Meanwhile, as thousands of displaced hurricane victims began to overwhelm local authorities, the IRC stepped into the breach. Across the country, IRC resettlement offices,which have long assisted refugees from Africa, Asia, Latin America and Europe rebuild their lives, extended aid to families displaced by Katrina, helping people find food,housing, clothing, counseling—and each other, through a system that registered and tracked people uprooted by the storm.
“The IRC has the capacity and the expertise to bring order and stability back to people’s lives,” says Bob Carey, the IRC’s vice president of resettlement. “From our experience aiding people suffering from conflict and upheaval, we know that integration into a community and the opportunity to be independent and self-sufficient is important.”
The IRC also offered some Katrina victims the opportunity to relocate to another city. Michael and Temika Parker and their four girls met members of the IRC’s emergency team outside their emergency shelter in Baton Rouge.

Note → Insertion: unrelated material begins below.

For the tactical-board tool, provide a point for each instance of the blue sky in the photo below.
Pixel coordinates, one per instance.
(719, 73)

The family had been evacuated from Orleans Parish but hadn’t found housing. When the IRC offered to relocate the family to Georgia, they jumped at the chance.
Two weeks after Katrina had destroyed their Louisiana home, the Parkers and their children stepped off a bus in Atlanta. They were met by IRC caseworker Elhamija Kadic. Kadic knew all too well what it’s like to be uprooted. As a refugee from the war in Bosnia,she resettled in America eight years ago with the IRC’s help. Ever since, she’s been working for the IRC, helping other refugees from war-torn countries adjust and integrate.

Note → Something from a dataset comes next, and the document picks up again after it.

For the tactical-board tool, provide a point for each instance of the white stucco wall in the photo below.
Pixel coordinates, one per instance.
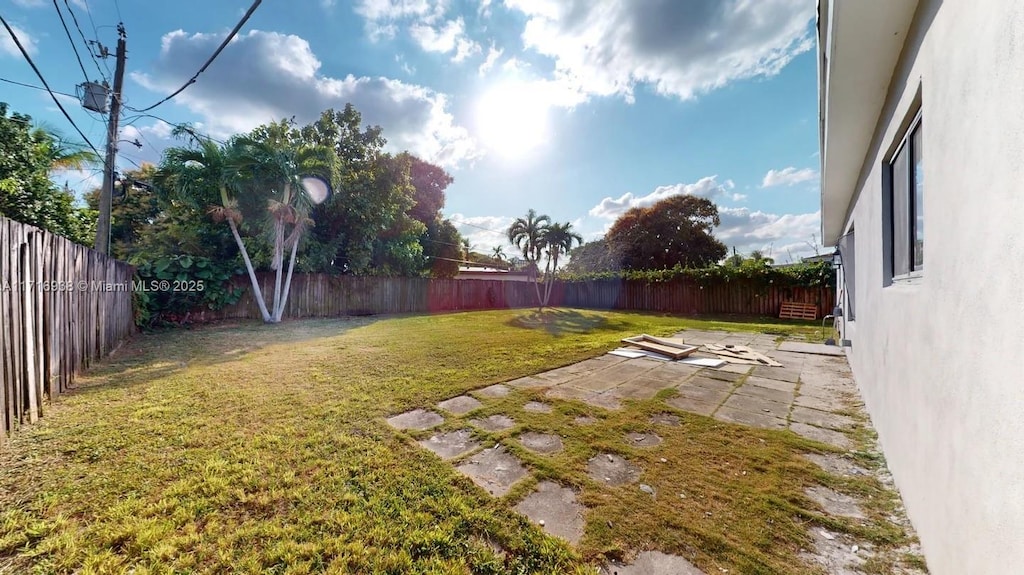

When she heard that Katrina evacuees were coming to Atlanta, Kadic saw an opportunity to repay the kindnesses extended to her as a refugee. “It felt great. It made me feel satisfied,” she says. “I’m so happy to be able to help displaced people in this country.”
Kadic moved the Parkers into an apartment donated by the Unitarian Church, arranged for public benefits and enrolled the children in school. Zeinab Afrah, an IRC job placement specialist and a refugee from Somalia, arranged for job interviews for the couple with an Atlanta hotel.
“I never expected this kind of help, not at all,” says Temika.
By November 2005, Kadic, Afrah and their colleagues in Atlanta had helped 469 Katrina evacuees find housing, jobs, schools and employment. IRC resettlement offices in Dallas, Miami, Boston and Seattle also provided assistance. By the end of the year, the IRC had resettled some 1,500 evacuees in new communities.